IX. Debenture Trustees:
S.71(5) provides for the appointment of debenture trustees and enumerates the duties of such trustees. It provides that no Company shall issue a prospectus or a letter of offer to the public for subscription of its debentures, unless the Company has, before such issue, appointed one or more debenture trustees for such debentures and the trustees have given their consent to the Company to be so appointed.
X. Liability of the Company to Create Security and Debenture Redemption Reserve:
After issuing of debentures, the Company shall create a debenture redemption reserve and adequate amounts shall be credited from out of its profits every year until such debentures are redeemed. Where the Company fails to redeem the debentures on the date of maturity, the Tribunal may direct the Company to redeem the debentures with interests due thereon. In case of default in complying with the order of the Tribunal, the officer in charge shall be punishable with imprisonment of upto 3 years and a fine not less than Rs. 2, 00, 000 and not exceeding Rs. 5, 00, 000.
XI. Re-issue of Redeemed Debentures:
A Company which has redeemed some of the debentures of a series to reissue the redeemed debentures unless-
i. the articles of association or the conditions of issue otherwise provide,
ii. the Company is under a contract not to reissue the redeemed debentures, or
iii. the Company has, by resolution or otherwise manifested an intention to cancel the redeemed debentures.
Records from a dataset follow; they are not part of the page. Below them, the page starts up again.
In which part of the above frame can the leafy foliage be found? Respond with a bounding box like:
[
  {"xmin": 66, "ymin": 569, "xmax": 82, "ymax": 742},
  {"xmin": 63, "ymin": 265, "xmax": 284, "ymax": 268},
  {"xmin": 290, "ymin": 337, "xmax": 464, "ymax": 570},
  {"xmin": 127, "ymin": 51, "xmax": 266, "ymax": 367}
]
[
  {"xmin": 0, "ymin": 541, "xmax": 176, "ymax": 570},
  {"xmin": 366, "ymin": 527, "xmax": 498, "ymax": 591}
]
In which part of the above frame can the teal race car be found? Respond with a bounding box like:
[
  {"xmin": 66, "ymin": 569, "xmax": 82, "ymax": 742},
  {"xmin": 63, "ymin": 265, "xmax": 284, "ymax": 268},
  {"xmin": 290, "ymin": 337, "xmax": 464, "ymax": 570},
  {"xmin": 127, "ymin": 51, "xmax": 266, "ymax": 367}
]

XII. Register of Debenture Holders: S.88(5)
A Company issuing debentures has to maintain a register of debenture-holders just as it maintains a register of members of the Company.
XIII. Remedies Available to Debenture Holders against Non-Payment:
1. A debenture holder may either sue the Company for non-payment of principal and interest or in the alternative, file a petition to the Tribunal u/s.272 for winding up of the Company for its inability to pay off its debts.
2. A debenture holder can act as a debenture trustee, appoint a receiver or sell the Company's property.
3. In case of non-payment by the Company due to insolvency, the debenture holders may ask for valuation of security pledged by the Company and get payment of principal. They shall not be entitled for payment of interest after the date of liquidation of the Company.
4. The secured debenture holder can apply to the Tribunal to foreclose the interest of the Company in the assets charged.
5. Since the debenture holders are beneficiaries under the debenture trust deed, if it is executed, the remedy to enforce the debenture securities may vest in the trustees. [Narotoma Das Topani v. Bombay Dyeing & Manufacturing Co. Ltd.]